Pharmacological Dissection of the Crosstalk between Na(V) and Ca(V) Channels in GH3b6 Cells

Thanks to the crosstalk between Na(+) and Ca(2+) channels, Na(+) and Ca(2+) homeostasis interplay in so-called excitable cells enables the generation of action potential in response to electrical stimulation. Here, we investigated the impact of persistent activation of voltage-gated Na(+) (Na(V)) channels by neurotoxins, such as veratridine (VTD), on intracellular Ca(2+) concentration ([Ca(2+)](i)) in a model of excitable cells, the rat pituitary GH3b6 cells, in order to identify the molecular actors involved in Na(+)-Ca(2+) homeostasis crosstalk.
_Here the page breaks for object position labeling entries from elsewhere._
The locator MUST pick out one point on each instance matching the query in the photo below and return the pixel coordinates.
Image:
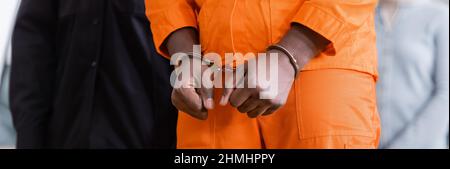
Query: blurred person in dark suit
(85, 75)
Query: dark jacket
(85, 74)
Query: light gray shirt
(413, 88)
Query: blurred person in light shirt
(8, 10)
(413, 89)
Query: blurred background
(413, 63)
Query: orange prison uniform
(331, 105)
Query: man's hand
(191, 100)
(248, 100)
(304, 44)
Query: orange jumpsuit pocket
(336, 102)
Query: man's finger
(192, 103)
(207, 96)
(258, 111)
(249, 105)
(226, 96)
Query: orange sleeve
(167, 16)
(333, 19)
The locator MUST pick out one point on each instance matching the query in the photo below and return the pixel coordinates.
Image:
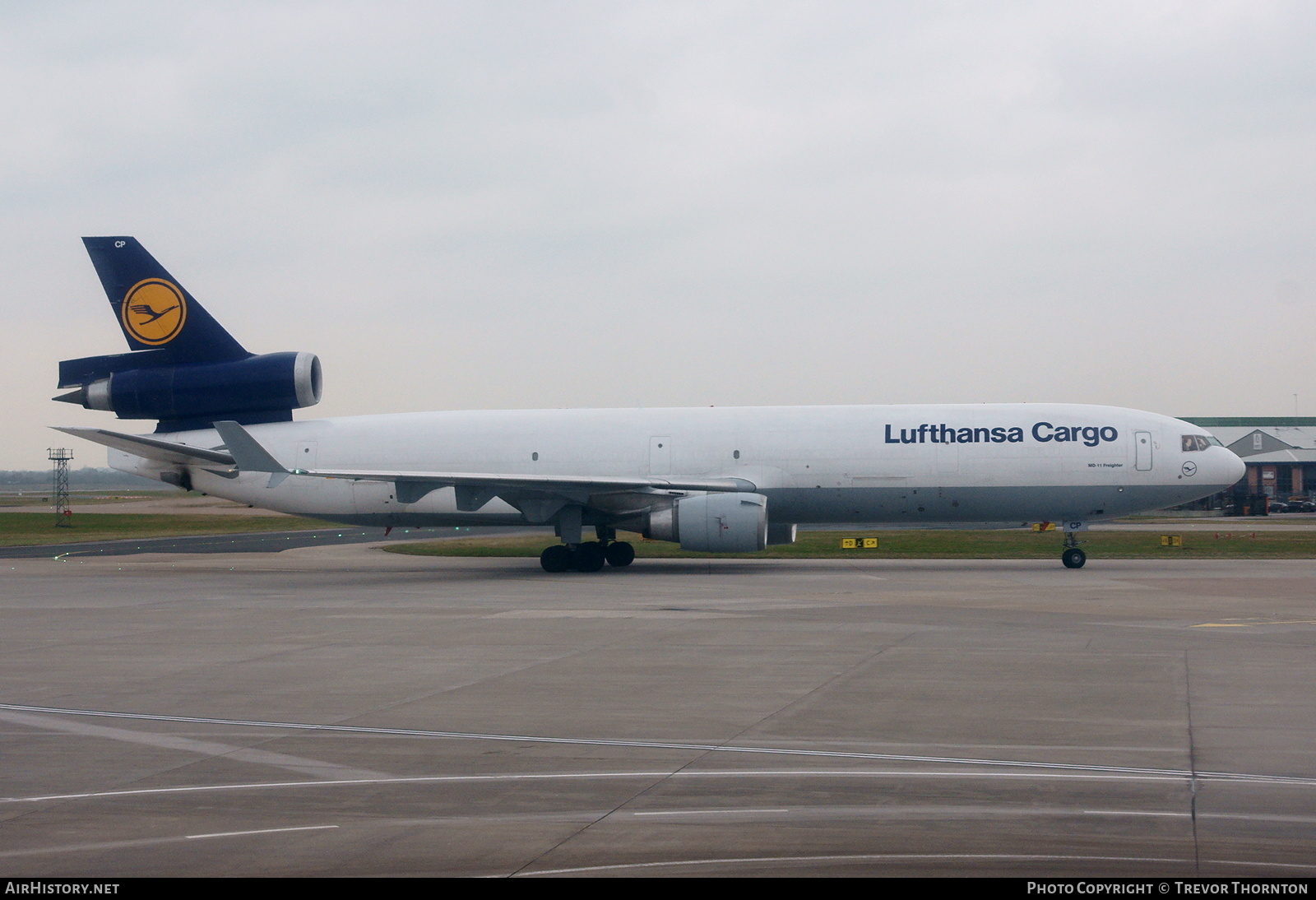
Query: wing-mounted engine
(712, 522)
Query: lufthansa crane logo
(155, 311)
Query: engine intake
(267, 387)
(712, 522)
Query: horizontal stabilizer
(247, 450)
(141, 445)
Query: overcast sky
(616, 204)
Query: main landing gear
(1072, 555)
(589, 555)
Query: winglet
(249, 456)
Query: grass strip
(1006, 544)
(28, 529)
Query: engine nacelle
(271, 383)
(714, 522)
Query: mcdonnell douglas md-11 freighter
(716, 479)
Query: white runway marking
(191, 745)
(898, 857)
(865, 857)
(528, 777)
(710, 812)
(260, 831)
(673, 745)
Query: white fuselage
(886, 463)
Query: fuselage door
(1142, 450)
(306, 454)
(660, 456)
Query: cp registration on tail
(712, 479)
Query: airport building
(1280, 452)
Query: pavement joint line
(674, 745)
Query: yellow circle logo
(155, 311)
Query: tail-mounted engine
(192, 395)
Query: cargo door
(1142, 450)
(660, 454)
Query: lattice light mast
(61, 457)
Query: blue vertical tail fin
(153, 309)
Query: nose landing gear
(1072, 555)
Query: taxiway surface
(342, 711)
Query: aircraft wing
(142, 445)
(250, 457)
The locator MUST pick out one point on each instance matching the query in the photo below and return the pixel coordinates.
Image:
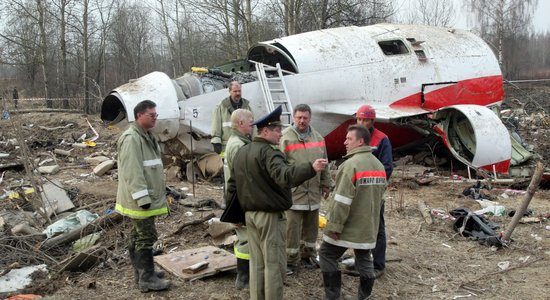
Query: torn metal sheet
(17, 279)
(55, 198)
(219, 260)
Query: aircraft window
(421, 55)
(393, 47)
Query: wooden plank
(218, 260)
(196, 267)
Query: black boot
(243, 271)
(333, 285)
(148, 280)
(365, 287)
(132, 252)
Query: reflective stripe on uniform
(241, 255)
(305, 207)
(140, 194)
(348, 244)
(310, 245)
(292, 251)
(152, 162)
(342, 199)
(298, 146)
(141, 213)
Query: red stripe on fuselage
(398, 135)
(298, 146)
(479, 91)
(371, 173)
(500, 167)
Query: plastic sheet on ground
(72, 221)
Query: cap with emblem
(271, 119)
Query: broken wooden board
(219, 260)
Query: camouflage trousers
(143, 234)
(301, 230)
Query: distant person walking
(15, 96)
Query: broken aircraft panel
(421, 80)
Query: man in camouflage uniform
(262, 179)
(221, 116)
(302, 143)
(241, 124)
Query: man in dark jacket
(381, 148)
(262, 179)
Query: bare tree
(432, 12)
(499, 20)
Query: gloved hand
(217, 148)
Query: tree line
(84, 48)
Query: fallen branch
(96, 225)
(56, 128)
(533, 186)
(195, 222)
(15, 265)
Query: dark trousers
(143, 234)
(379, 252)
(329, 255)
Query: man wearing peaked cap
(271, 119)
(262, 179)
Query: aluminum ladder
(274, 90)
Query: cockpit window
(393, 47)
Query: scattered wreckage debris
(535, 181)
(194, 222)
(73, 235)
(472, 224)
(197, 263)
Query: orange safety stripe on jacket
(374, 173)
(293, 147)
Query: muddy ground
(424, 261)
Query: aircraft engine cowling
(118, 106)
(476, 136)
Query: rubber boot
(132, 252)
(333, 285)
(148, 280)
(365, 287)
(243, 274)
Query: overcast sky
(541, 18)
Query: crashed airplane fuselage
(421, 80)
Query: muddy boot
(148, 280)
(132, 252)
(243, 271)
(333, 285)
(365, 287)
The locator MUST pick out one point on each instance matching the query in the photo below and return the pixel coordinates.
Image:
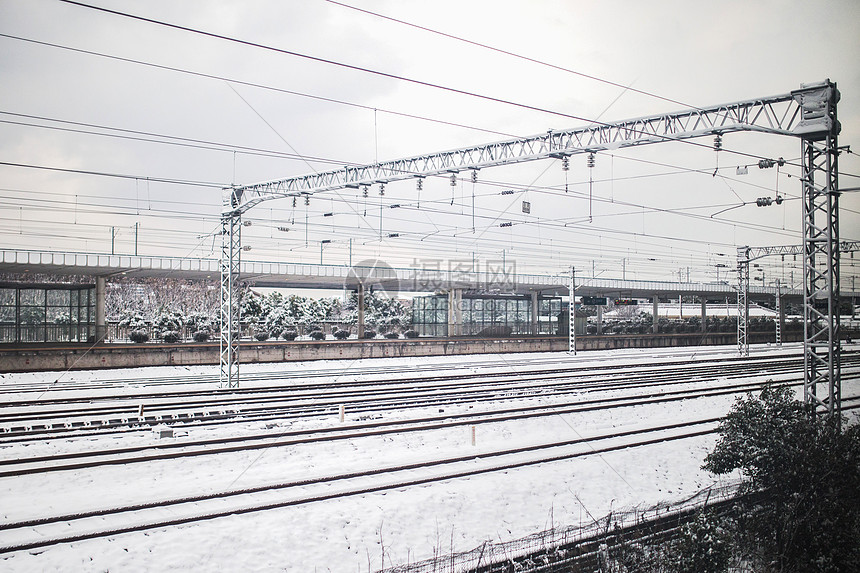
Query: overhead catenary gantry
(808, 113)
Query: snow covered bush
(171, 336)
(139, 336)
(803, 477)
(168, 320)
(202, 336)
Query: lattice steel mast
(779, 114)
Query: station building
(47, 312)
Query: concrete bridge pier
(101, 322)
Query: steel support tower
(808, 113)
(821, 347)
(231, 251)
(743, 302)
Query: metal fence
(537, 552)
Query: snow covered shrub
(171, 336)
(803, 472)
(169, 320)
(138, 336)
(201, 336)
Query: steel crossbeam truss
(746, 255)
(795, 114)
(231, 249)
(743, 302)
(821, 265)
(777, 114)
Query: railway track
(51, 530)
(30, 534)
(81, 415)
(283, 438)
(568, 389)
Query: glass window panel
(58, 297)
(7, 314)
(32, 297)
(7, 296)
(58, 314)
(32, 314)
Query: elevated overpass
(337, 277)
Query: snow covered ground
(361, 532)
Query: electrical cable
(379, 73)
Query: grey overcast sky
(160, 119)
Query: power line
(379, 73)
(118, 175)
(508, 53)
(257, 85)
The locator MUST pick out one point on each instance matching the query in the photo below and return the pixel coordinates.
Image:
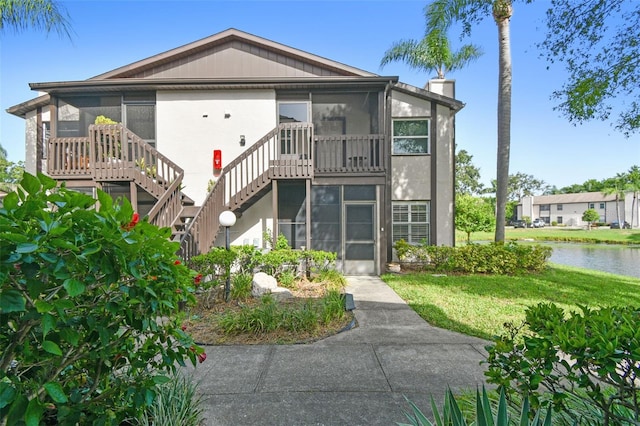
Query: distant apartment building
(567, 209)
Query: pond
(621, 260)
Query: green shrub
(304, 319)
(269, 316)
(593, 356)
(177, 402)
(213, 266)
(485, 413)
(276, 261)
(287, 279)
(333, 306)
(241, 286)
(88, 307)
(333, 279)
(247, 259)
(495, 258)
(261, 319)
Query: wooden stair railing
(283, 153)
(119, 154)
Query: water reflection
(621, 260)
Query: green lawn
(596, 235)
(479, 305)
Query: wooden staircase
(286, 152)
(112, 154)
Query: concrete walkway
(358, 377)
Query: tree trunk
(502, 11)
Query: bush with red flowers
(88, 308)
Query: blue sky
(110, 34)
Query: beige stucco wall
(427, 177)
(410, 174)
(190, 125)
(444, 162)
(30, 142)
(250, 228)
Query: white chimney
(442, 87)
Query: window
(411, 136)
(292, 212)
(411, 222)
(75, 114)
(140, 115)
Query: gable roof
(579, 197)
(231, 59)
(233, 54)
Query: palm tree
(44, 15)
(440, 15)
(617, 187)
(432, 53)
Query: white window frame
(411, 221)
(426, 137)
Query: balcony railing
(112, 152)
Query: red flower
(134, 221)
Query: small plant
(287, 278)
(334, 280)
(177, 402)
(148, 170)
(213, 266)
(485, 414)
(102, 119)
(241, 286)
(332, 306)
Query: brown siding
(236, 59)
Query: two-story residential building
(567, 209)
(333, 157)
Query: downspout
(386, 232)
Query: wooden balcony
(112, 153)
(290, 151)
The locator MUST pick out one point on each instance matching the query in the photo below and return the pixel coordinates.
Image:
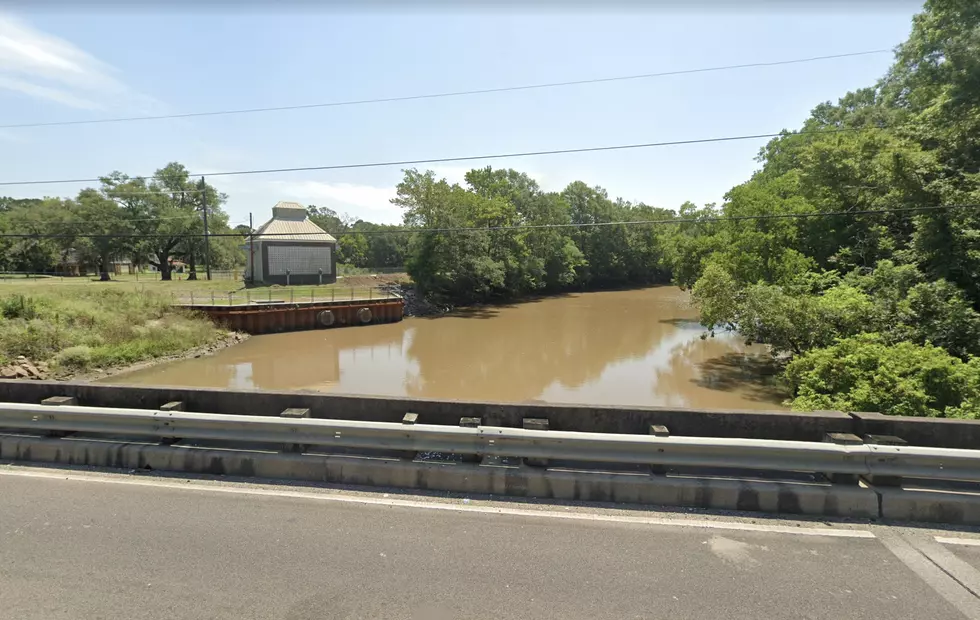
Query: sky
(60, 66)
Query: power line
(461, 93)
(442, 160)
(690, 220)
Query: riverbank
(89, 332)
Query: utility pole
(207, 239)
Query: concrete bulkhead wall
(798, 426)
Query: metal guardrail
(761, 454)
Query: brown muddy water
(638, 347)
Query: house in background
(290, 245)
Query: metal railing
(760, 454)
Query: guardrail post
(57, 401)
(409, 419)
(174, 405)
(471, 423)
(536, 424)
(294, 413)
(658, 430)
(842, 439)
(884, 440)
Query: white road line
(967, 542)
(961, 571)
(401, 503)
(935, 576)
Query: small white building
(291, 246)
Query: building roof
(290, 223)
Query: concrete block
(409, 418)
(659, 430)
(174, 405)
(57, 401)
(297, 413)
(843, 439)
(535, 424)
(471, 422)
(899, 504)
(884, 440)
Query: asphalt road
(89, 545)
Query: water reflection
(624, 347)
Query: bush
(863, 373)
(77, 328)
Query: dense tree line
(502, 236)
(870, 300)
(145, 221)
(361, 243)
(872, 311)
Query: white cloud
(46, 67)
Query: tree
(863, 373)
(103, 230)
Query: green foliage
(81, 327)
(517, 239)
(864, 373)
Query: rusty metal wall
(296, 317)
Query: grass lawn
(221, 291)
(78, 323)
(79, 327)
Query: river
(637, 347)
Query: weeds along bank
(74, 329)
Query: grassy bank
(199, 291)
(75, 328)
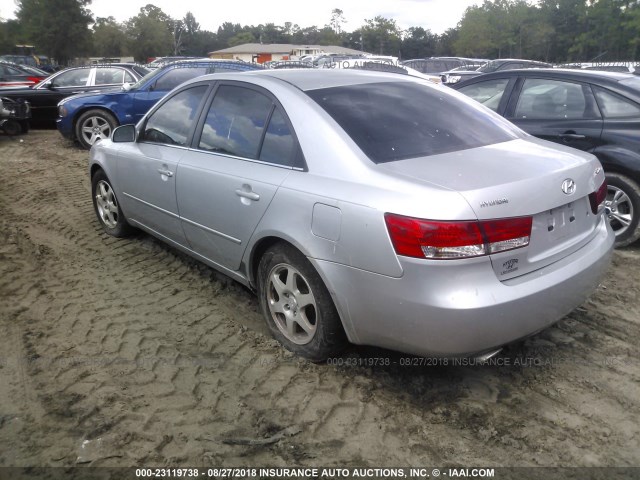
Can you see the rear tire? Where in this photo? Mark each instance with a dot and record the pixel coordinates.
(297, 306)
(623, 208)
(107, 208)
(94, 125)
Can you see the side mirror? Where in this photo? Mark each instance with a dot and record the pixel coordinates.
(124, 134)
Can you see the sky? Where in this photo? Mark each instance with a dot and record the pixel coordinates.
(435, 15)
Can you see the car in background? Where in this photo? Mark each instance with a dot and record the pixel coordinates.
(597, 112)
(44, 96)
(621, 67)
(14, 116)
(283, 64)
(452, 76)
(14, 75)
(383, 65)
(93, 116)
(162, 61)
(499, 65)
(373, 207)
(437, 65)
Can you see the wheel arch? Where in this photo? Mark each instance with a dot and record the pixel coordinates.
(619, 160)
(86, 108)
(263, 244)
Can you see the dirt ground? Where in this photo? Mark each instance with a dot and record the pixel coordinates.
(127, 353)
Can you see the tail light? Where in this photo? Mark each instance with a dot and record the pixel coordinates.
(598, 197)
(419, 238)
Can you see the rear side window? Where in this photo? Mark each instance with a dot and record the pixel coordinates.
(236, 121)
(615, 106)
(553, 99)
(489, 92)
(278, 142)
(109, 76)
(398, 120)
(172, 122)
(176, 76)
(72, 78)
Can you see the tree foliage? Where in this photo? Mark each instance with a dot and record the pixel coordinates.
(60, 25)
(150, 33)
(551, 30)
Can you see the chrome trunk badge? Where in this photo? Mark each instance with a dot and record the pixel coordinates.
(569, 186)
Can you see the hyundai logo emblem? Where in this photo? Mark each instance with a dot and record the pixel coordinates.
(569, 186)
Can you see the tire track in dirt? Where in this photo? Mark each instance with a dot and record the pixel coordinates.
(163, 359)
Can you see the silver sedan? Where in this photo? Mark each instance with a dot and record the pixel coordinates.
(365, 207)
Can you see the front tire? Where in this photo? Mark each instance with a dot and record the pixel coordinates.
(297, 306)
(623, 208)
(94, 125)
(107, 208)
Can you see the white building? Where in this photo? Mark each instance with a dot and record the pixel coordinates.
(260, 53)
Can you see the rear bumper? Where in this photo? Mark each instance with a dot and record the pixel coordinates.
(64, 128)
(451, 308)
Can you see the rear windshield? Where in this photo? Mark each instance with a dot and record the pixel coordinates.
(399, 120)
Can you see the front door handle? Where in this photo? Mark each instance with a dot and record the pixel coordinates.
(248, 195)
(568, 136)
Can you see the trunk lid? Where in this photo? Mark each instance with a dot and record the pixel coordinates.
(528, 177)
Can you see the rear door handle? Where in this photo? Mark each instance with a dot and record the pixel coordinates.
(248, 194)
(572, 136)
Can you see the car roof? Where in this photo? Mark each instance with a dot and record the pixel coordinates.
(577, 74)
(313, 79)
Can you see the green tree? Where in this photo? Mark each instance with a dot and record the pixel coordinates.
(241, 38)
(382, 36)
(418, 43)
(59, 28)
(108, 38)
(151, 34)
(10, 35)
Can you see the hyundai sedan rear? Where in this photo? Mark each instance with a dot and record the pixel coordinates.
(360, 206)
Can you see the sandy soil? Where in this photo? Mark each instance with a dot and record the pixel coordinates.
(128, 353)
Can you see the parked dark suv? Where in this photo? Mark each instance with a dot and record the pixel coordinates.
(92, 116)
(598, 112)
(437, 65)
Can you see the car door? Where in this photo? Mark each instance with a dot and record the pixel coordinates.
(149, 94)
(492, 93)
(244, 152)
(561, 111)
(148, 168)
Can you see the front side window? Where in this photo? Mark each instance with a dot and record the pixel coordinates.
(615, 106)
(72, 78)
(176, 76)
(236, 121)
(489, 92)
(396, 120)
(553, 99)
(172, 122)
(109, 76)
(278, 142)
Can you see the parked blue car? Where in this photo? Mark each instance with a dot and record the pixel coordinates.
(90, 117)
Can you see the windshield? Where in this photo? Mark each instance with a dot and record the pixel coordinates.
(633, 82)
(397, 120)
(491, 66)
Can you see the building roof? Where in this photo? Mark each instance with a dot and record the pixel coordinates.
(285, 48)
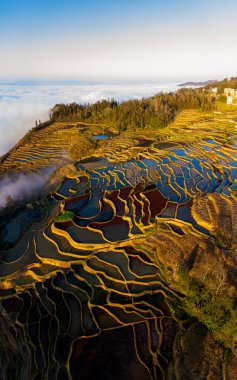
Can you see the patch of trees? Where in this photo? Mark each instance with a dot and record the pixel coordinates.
(150, 113)
(226, 83)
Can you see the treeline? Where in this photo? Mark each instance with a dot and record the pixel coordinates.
(225, 83)
(154, 112)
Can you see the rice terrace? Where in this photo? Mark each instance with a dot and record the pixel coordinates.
(124, 254)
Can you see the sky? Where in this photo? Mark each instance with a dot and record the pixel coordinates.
(101, 40)
(21, 104)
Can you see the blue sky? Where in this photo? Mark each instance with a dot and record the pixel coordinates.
(69, 39)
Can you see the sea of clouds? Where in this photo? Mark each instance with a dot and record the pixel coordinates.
(21, 104)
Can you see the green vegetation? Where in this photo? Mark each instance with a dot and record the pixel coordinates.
(68, 215)
(212, 307)
(226, 83)
(150, 113)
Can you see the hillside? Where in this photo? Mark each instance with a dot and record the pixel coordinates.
(122, 262)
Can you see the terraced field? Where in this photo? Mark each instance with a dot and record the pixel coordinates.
(88, 287)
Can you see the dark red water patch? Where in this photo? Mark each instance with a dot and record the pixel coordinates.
(157, 201)
(115, 230)
(124, 193)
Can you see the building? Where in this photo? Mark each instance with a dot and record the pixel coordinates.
(229, 100)
(230, 92)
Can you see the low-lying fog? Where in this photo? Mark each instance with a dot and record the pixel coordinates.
(22, 104)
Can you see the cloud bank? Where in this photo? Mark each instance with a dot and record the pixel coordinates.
(21, 105)
(20, 187)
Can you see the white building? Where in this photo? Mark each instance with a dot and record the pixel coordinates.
(230, 92)
(214, 90)
(229, 100)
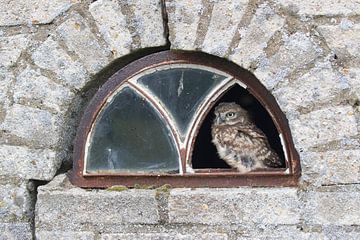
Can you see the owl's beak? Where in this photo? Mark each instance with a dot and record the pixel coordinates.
(219, 120)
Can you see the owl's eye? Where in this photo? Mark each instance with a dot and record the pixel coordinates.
(230, 114)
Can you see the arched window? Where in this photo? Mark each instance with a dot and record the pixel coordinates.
(150, 123)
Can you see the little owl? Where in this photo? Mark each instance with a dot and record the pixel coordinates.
(239, 142)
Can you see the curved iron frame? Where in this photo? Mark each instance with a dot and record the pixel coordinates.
(203, 178)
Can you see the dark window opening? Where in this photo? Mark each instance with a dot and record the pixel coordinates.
(150, 123)
(205, 154)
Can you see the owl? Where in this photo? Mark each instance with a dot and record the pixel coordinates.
(239, 142)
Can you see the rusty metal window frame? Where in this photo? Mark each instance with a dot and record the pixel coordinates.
(200, 177)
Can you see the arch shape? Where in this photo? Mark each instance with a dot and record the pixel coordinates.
(220, 75)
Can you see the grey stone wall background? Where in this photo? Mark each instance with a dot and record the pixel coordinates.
(307, 53)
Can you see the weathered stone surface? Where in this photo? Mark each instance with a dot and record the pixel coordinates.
(15, 202)
(225, 18)
(79, 38)
(35, 126)
(78, 206)
(11, 48)
(340, 232)
(262, 27)
(322, 126)
(159, 236)
(183, 23)
(55, 235)
(225, 206)
(333, 208)
(303, 91)
(6, 79)
(332, 167)
(322, 7)
(112, 25)
(32, 12)
(37, 90)
(15, 231)
(28, 163)
(343, 40)
(279, 232)
(297, 51)
(148, 22)
(353, 75)
(52, 57)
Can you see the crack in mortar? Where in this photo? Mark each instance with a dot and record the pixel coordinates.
(244, 22)
(165, 23)
(204, 23)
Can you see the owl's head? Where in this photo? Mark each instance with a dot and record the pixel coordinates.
(230, 113)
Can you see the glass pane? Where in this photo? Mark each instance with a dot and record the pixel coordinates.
(181, 91)
(130, 136)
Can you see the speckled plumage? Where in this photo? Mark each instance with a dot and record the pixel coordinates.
(239, 142)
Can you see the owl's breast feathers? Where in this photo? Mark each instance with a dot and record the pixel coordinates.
(246, 140)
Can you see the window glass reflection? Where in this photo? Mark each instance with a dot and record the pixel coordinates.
(181, 91)
(130, 136)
By combining RT-qPCR, immunoblotting, immunocytochemistry, and patch-clamp techniques, we showed that GH3b6 cells predominantly express the Na(V)1.3 channel subtype, which likely endorses their voltage-activated Na(+) currents. Notably, these Na(+) currents were blocked by ICA-121431 and activated by the β-scorpion toxin Tf2, two selective Na(V)1.3 channel ligands. Using Fura-2, we showed that VTD induced a [Ca(2+)](i) increase. This effect was suppressed by the selective Na(V) channel blocker tetrodotoxin, as well by the selective L-type Ca(V) channel (LTCC) blocker nifedipine. We also evidenced that crobenetine, a Na(V) channel blocker, abolished VTD-induced [Ca(2+)](i) elevation, while it had no effects on LTCC. Altogether, our findings highlight a crosstalk between Na(V) and LTCC in GH3b6 cells, providing a new insight into the mode of action of neurotoxins.